To simplify clinical application of the equations we proposed, we transformed them into a table giving one-to-one matches between GS scores and ranges of random errors with 95% certainty. For the clinical application of this table, clinicians can first find their patients’ current level of GS in the left column of the table, and then the lower and upper limits of the corresponding range of random errors can be determined. Specifically, a patient’s change may not be real if the result of the second test lies within the corresponding range. In addition, upon combining the Bland-Altman plot for GS ≤ 20 and GS > 20 kg, a higher percentage of cases was found to fall within the 95% limits of agreement.

Our study may be the first one with a large sample size which constructed the Bland-Altman plots for poor and high GS scores. In the past, many authors adopted the Bland-Altman plots to analyze the reliability of GS test, but they did not conduct the analysis presented in our study. The most important reason might be their small sample sizes [15, 28, 29]. Scatter plots of small sample sizes usually cannot easily indicate obvious relationships, and statistical analyses may easily yield non-significant results. Therefore, such analyses were ignored in previous studies. In our study, the Spearman’s ρ between the absolute values of residuals and the average of the first and second tests was 0.566 in 76 patients with GS ≤ 20 kg, and post hoc analysis showed a statistical power of 0.999, indicating a powerful statistical significance. On the other hand, previous researchers commonly evaluated the reliability of devices for GS test in healthy populations showing high level of GS score [14]. However, our study revealed that the GS score of injured upper extremities ranged from several kilograms to tens of kilograms, which covered the full range of GS scores. This was another reason why we could identify the relationship between measurement errors and GS scores.

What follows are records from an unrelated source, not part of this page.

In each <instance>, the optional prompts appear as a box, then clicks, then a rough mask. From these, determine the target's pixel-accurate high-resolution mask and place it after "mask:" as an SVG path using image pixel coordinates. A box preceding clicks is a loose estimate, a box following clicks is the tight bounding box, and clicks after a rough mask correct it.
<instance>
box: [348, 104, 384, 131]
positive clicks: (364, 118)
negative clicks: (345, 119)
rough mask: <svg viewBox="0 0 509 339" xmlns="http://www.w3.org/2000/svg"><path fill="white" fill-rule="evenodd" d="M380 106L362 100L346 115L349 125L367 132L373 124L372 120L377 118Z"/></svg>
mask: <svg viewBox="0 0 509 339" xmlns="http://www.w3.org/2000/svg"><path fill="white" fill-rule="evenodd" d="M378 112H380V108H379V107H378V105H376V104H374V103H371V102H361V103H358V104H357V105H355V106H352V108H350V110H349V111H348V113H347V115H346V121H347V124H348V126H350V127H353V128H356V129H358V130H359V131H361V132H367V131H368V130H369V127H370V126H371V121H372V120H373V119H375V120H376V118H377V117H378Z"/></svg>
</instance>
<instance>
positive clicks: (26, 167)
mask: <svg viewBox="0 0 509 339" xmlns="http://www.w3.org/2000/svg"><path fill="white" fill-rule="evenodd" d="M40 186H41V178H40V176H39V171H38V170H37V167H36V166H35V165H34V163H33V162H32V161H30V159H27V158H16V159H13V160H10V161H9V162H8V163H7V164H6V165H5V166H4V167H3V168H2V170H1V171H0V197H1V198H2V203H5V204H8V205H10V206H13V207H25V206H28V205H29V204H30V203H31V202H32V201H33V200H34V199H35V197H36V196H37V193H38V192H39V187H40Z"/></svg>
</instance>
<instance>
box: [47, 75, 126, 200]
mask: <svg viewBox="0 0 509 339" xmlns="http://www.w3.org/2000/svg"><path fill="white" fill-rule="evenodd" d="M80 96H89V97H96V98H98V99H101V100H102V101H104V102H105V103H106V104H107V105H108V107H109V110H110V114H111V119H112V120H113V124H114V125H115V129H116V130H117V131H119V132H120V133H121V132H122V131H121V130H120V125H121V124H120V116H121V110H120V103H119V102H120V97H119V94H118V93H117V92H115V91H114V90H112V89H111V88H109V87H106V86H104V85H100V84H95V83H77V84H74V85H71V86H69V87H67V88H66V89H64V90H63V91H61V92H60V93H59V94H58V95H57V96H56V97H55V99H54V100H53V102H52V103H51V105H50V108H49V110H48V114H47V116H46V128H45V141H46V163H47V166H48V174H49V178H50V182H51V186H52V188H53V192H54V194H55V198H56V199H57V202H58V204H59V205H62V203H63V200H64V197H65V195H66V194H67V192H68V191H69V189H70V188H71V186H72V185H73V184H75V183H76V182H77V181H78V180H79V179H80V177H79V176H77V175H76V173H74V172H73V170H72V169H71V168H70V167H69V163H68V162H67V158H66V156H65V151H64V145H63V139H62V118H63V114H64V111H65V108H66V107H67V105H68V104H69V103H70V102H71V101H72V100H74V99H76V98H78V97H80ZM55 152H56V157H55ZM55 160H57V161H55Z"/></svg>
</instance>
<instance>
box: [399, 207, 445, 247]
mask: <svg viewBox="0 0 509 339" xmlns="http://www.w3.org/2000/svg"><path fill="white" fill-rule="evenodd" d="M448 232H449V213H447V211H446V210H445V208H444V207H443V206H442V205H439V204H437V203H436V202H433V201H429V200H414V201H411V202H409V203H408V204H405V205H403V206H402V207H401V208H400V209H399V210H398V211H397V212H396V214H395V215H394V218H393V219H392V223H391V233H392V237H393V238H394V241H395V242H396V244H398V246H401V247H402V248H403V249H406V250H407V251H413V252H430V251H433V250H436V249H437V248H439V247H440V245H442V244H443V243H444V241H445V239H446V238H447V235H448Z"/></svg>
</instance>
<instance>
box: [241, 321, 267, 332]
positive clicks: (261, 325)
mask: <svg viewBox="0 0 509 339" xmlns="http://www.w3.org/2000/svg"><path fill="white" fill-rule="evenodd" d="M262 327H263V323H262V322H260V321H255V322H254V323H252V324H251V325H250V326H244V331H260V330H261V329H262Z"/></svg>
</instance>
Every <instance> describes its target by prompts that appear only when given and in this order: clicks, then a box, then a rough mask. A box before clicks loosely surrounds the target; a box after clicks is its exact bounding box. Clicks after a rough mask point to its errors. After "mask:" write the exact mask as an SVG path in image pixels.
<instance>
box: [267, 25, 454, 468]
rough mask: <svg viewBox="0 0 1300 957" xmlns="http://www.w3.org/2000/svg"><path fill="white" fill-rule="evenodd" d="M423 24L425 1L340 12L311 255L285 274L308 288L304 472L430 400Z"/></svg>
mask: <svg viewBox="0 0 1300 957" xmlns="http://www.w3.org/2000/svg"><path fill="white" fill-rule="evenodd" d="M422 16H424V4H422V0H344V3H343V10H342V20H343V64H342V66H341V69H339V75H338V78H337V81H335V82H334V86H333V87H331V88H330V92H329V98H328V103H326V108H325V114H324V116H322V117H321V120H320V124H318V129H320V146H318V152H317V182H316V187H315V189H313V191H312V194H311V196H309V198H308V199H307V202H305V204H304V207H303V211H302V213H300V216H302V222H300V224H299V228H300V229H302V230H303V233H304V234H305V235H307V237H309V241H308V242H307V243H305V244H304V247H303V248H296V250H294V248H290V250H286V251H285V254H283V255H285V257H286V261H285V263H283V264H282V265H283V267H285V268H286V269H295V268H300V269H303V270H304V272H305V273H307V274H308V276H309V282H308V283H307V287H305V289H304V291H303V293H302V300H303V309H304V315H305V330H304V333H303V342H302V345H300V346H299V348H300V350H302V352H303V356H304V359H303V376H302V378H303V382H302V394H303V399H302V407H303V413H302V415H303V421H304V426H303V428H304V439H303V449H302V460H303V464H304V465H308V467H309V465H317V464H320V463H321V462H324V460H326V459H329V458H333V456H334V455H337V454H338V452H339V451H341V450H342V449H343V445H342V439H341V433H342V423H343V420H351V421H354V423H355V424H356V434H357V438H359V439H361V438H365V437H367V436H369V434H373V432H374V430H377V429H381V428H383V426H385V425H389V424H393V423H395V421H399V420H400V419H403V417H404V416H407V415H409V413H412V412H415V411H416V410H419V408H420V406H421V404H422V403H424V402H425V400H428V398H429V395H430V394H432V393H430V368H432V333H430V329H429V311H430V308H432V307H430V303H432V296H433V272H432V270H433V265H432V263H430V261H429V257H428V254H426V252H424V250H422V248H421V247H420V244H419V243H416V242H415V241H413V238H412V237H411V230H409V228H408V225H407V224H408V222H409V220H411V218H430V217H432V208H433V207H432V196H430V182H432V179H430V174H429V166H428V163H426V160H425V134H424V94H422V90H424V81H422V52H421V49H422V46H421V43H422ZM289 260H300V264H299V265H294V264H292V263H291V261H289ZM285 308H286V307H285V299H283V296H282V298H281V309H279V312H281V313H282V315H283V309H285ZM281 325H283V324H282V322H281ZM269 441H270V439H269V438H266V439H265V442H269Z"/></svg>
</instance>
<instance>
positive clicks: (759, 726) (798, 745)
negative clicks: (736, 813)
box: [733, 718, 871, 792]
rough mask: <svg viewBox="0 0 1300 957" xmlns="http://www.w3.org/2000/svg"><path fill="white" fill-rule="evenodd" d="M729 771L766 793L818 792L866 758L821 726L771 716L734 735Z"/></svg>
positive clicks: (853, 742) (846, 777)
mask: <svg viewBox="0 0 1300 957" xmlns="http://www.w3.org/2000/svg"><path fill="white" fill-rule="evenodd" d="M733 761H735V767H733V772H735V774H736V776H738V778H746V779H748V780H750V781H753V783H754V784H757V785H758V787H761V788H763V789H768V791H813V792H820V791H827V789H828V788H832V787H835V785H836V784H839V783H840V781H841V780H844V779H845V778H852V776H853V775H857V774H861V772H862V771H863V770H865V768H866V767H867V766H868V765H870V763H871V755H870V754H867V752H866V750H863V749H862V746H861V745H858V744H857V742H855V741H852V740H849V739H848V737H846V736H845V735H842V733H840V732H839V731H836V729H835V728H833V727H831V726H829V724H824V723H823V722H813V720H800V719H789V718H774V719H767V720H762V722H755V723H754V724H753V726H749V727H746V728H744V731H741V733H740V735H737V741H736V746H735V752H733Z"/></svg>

This study also had some limitations. Firstly, the present participants received rehabilitation services on weekdays. We hypothesized that they did not undergo any real change over the weekend because they did not receive any formal interventions during this period. However, two confounding factors might have influenced the results of the current study: the lasting effect of interventions received during weekdays and additional exercises done by the participants during the weekend. Generally speaking, the lasting effect and additional exercises could improve participants’ GS scores and increase the extent of disagreement between the two tests. This may be the reason why the paired t-test for the first trial of injured upper extremities showed a p-value close to the significance level. Secondly, only 33 participants had GS score > 20 kg. Therefore, we could not make conclusions with strong confidence as to whether the appropriate cutoff point had changed if we recruited more participants with GS > 20 kg. Thirdly, to avoid any learning effect, some researchers employed a warm-up practice prior to GS test in addition to verbal instructions and demonstration [30, 31]. However, in the current study, we provide verbal instructions and demonstration only and this may have a negative influence on the reliability of GS test. Lastly, we only sampled participants who had traumatic injuries and only used one commercial hand-hold dynamometer to estimate the measurement error in the current study. Therefore, we cannot be certain that our results can be generalized to other disorders and devices to asses GS.

Conclusions

In summary, the GS test was found to have excellent test-retest reliability in healthy and injured upper extremities. We also recommend that clinical practitioners should use mean3 for GS test, particularly in cases with injured upper extremities. When the GS is ≤20 kg, clinicians can use the one-to-one match table to judge a change in GS is real or due to random errors.